Hopefully someone can help, many thanks, John


----------



## xabiaxica (Jun 23, 2009)

TravellingJohn said:


> Hi, I have a small house near Denia that is currently empty. I am looking for a cheap kitchen to install. If you have or know anybody who has any old kitchen units or kitchen furniture that they wish to sell on the Costa Blanca I would be very interested to hear about it. Everything including the kitchen sink would be nice
> 
> I'm not looking to spend too much, just a basic usable kitchen would be great.

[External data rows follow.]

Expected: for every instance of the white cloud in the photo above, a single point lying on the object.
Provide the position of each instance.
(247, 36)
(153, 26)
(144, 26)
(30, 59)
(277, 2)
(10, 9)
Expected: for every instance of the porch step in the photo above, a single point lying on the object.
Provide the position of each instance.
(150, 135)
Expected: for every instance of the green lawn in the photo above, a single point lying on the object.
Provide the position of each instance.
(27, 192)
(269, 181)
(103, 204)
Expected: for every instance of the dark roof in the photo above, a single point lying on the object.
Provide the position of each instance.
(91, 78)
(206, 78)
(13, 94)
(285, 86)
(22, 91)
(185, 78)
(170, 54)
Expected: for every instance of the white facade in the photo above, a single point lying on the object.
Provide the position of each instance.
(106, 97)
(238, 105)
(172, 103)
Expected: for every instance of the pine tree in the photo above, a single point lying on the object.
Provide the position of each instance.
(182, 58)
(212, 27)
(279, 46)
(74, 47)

I can collect it from wherever it is within a reasonable distance from Denia or Alicante.
> 
> ...


have a look at Costa Blanca Buy-Sell-Events! & there's a Facebook group called Sell your stuff - Spain

both have lots of second hand stuff on them


----------



## DunWorkin (Sep 2, 2010)

There is a second hand furniture shop in Javea that sells just about everything.

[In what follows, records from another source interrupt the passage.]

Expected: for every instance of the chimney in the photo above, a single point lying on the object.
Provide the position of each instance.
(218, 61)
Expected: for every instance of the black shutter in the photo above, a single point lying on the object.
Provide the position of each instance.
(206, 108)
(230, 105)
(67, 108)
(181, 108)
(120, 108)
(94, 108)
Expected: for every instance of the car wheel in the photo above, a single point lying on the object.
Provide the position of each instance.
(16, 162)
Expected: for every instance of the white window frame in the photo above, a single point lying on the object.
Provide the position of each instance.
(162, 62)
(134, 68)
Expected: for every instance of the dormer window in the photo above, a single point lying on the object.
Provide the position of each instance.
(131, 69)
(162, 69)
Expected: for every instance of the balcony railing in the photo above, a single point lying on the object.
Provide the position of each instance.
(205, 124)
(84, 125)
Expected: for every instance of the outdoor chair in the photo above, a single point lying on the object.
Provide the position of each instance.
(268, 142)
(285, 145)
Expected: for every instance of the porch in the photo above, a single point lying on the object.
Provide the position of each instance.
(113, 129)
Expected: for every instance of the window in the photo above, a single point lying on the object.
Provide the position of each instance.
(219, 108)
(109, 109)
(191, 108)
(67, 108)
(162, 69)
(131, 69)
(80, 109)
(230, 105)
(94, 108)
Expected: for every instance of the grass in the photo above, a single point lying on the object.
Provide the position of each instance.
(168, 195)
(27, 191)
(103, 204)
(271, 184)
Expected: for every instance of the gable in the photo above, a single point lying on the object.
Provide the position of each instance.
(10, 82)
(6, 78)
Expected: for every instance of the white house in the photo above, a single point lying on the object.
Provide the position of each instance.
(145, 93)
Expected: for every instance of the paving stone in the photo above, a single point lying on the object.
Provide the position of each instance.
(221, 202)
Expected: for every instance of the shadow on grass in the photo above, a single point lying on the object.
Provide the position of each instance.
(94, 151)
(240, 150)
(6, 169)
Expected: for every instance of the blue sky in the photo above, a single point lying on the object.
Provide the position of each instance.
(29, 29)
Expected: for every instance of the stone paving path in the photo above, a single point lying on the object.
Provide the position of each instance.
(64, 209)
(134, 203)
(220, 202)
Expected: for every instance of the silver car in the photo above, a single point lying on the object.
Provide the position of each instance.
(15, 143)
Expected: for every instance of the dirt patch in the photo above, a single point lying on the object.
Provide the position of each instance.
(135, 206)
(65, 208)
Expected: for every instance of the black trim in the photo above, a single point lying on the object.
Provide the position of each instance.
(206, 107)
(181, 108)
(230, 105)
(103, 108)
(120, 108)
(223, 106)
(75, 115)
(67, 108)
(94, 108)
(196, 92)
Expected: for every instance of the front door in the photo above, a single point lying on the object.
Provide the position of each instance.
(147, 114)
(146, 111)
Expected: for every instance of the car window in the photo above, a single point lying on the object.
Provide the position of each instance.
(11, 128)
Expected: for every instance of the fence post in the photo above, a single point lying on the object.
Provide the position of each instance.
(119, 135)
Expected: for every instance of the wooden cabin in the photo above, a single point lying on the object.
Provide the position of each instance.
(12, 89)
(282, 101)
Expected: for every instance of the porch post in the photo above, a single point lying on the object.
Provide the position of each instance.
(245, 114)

When we first came out here and wanted temporary furnishings to get us started we got a lot of things there

michaels-javea.com | Javea, Espaa | Buy and sell very good quality pre owned furniture and new beds


----------



## xabiaxica (Jun 23, 2009)

DunWorkin said:


> There is a second hand furniture shop in Javea that sells just about everything.
> 
> When we first came out here and wanted temporary furnishings to get us started we got a lot of things there
> 
> michaels-javea.com | Javea, Espaa | Buy and sell very good quality pre owned furniture and new beds


they do have some good stuff - but they tend to be rather pricey imo


----------



## grandad (May 17, 2011)

Hi i have some new units there in sevil but as i am moveing stuff to madrid it could go your way there is a fridge & frezer built in type and a cooker but the cooker is large aany way if you get stuck let me know


----------



## baldilocks (Mar 7, 2010)

Try segundamano .es: anuncios gratis para comprar y vender. Compraventa de pisos, coches, portátiles, móviles.


----------



## TravellingJohn (Oct 26, 2011)

*Thank you*

Thank you all, very useful, I have had a look at all of the suggestions so far and there is plenty of choice.


----------



## TravellingJohn (Oct 26, 2011)

grandad said:


> Hi i have some new units there in sevil but as i am moveing stuff to madrid it could go your way there is a fridge & frezer built in type and a cooker but the cooker is large aany way if you get stuck let me know



Hi, how much are you looking for, for the all of that? IS the cooker gas or electric?

Thanks for the reply


----------



## djfwells (Sep 28, 2009)

Ausinas in Benissa, just round the corner from Consum, do some really good deals on self-assembly kitchens (especially if you pay cash) - worth a look next time you are over this way.


----------



## baldilocks (Mar 7, 2010)

djfwells said:


> Ausinas in Benissa, just round the corner from Consum, do some really good deals on self-assembly kitchens (especially if you pay cash) - worth a look next time you are over this way.


Brico Brico Dept do inexpensive kitchens too and you can pay by card. We got ours from there and the stuff is quite good. Alternatively there is always Ikea. Just do a comparison on prices but bear in mind you are comparing new with possibly [mis]used.


----------



## grandad (May 17, 2011)

Hi due to i have not been down to the flat for two years i will look for the drawing i did which will remind me but the cooker is ele and is 900 wide with celramic top in stainless with one oven some chef had it in his house so it has had very little use so when time gets closer let me know i hope to pop down soon to look whots there soon but i have been saying that for some time


----------